Since Azzurro Capital Inc. had a controlling interest in both Travelzoo and the Travelzoo Asia Pacific business at the time of the transaction and in prior periods, this transaction is accounted for as a common control transaction and a change in reporting entity for the Company. The financial results for Travelzoo were retrospectively adjusted to include the financial results of Asia Pacific in the 2015 as though the transaction occurred at the beginning of each period presented, including the following adjustments:
 
 
Year Ended December 31,
 
 
 
2015
 
Revenue
 
$
10,774

 
Operating Loss
 
$
(2,436
)
 
Net Loss
 
$
(3,096
)
 
Other Comprehensive Income
 
$
305

 
Basic and diluted earnings per share
 
$
(0.21
)
 
The Asia Pacific assets and liabilities have been combined with Travelzoo at their carrying values as though the transaction occurred at the beginning of each period presented. At December 31, 2015, Asia Pacific net liabilities, total assets minus total liabilities, were $6.8 million.
The Asia Pacific transaction proceeds of $22.6 million were reflected as an equity transaction, included in retained earnings, during the period the transaction occurred, which was in the year ended December 31, 2015.
Travelzoo (Europe) Limited, a United Kingdom subsidiary of the Company, acquired the Asia Pacific business, which include certain customary seller indemnifications, through the acquisition of Travelzoo (Asia) Limited, including its wholly owned subsidiaries, and Travelzoo Japan KK. All significant intercompany accounts and transactions between Travelzoo and the acquired Asia Pacific entities have been eliminated for all periods presented.
In November 2014, Azzurro provided a loan to Asia Pacific of $1.0 million with a stated interest rate of 8%. There were$1.0 million loans and $5,000 accrued interest due to Azzurro as of December 31, 2014. From January 1, 2015 to August 20, 2015, Azzurro provided loans to the Asia Pacific amounting to $2.2 million with a stated interest rate of 10%. In September 2015, the Company paid the due and outstanding principal loan amount of $3.3 million and accrued interest of $128,000.
On August 20, 2015, as part of the transaction proceeds Travelzoo (Europe) Limited issued a promissory note to Azzurro with a principal amount of $5.7 million, with a maturity date of August 20, 2018 and the ability to pay off principal prior to this maturity date with no prepayment penalty and a stated interest rate of 7%, which is due and payable on a quarterly basis. Accrued interest for the loans and promissory note outstanding was $267,000 for the year ended December 31, 2015. In January 2016, the full amount of the loan was paid off by Travelzoo (Europe) Limited.

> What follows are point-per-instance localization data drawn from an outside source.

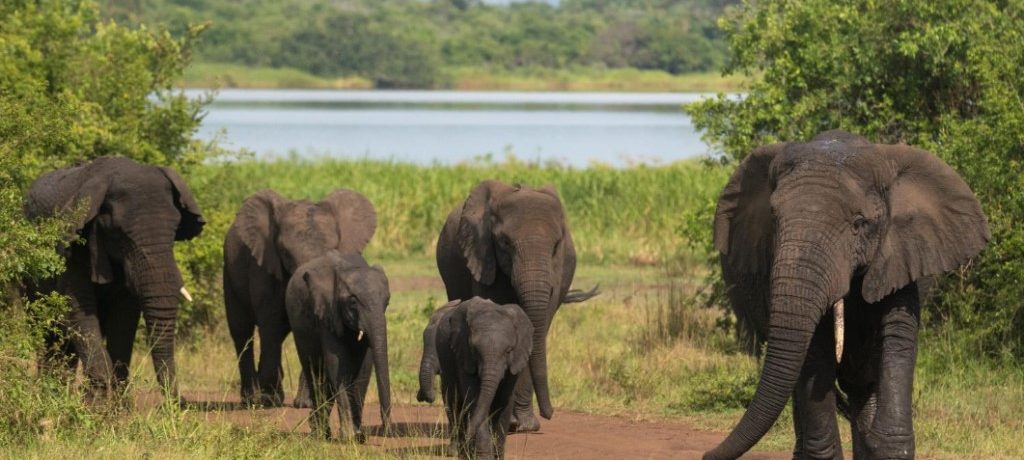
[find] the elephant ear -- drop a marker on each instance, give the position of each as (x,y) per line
(355,217)
(259,230)
(518,357)
(459,339)
(192,217)
(475,237)
(744,232)
(935,222)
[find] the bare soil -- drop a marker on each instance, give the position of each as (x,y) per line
(420,431)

On September 28, 2015, Holger Bartel, Executive Chairman and Chairman of the Board of Directors, was granted 400,000 stock options that vest through December 31, 2017 in connection with his appointment to the role of Global Chief Executive Officer. See Note 8 to the accompanying consolidated financial statements for further information.
On October 30, 2017, Holger Bartel, Global Chief Executive Officer, was granted 400,000 stock options that vest through December 31, 2019. See Note 8 to the accompanying consolidated financial statements for further information.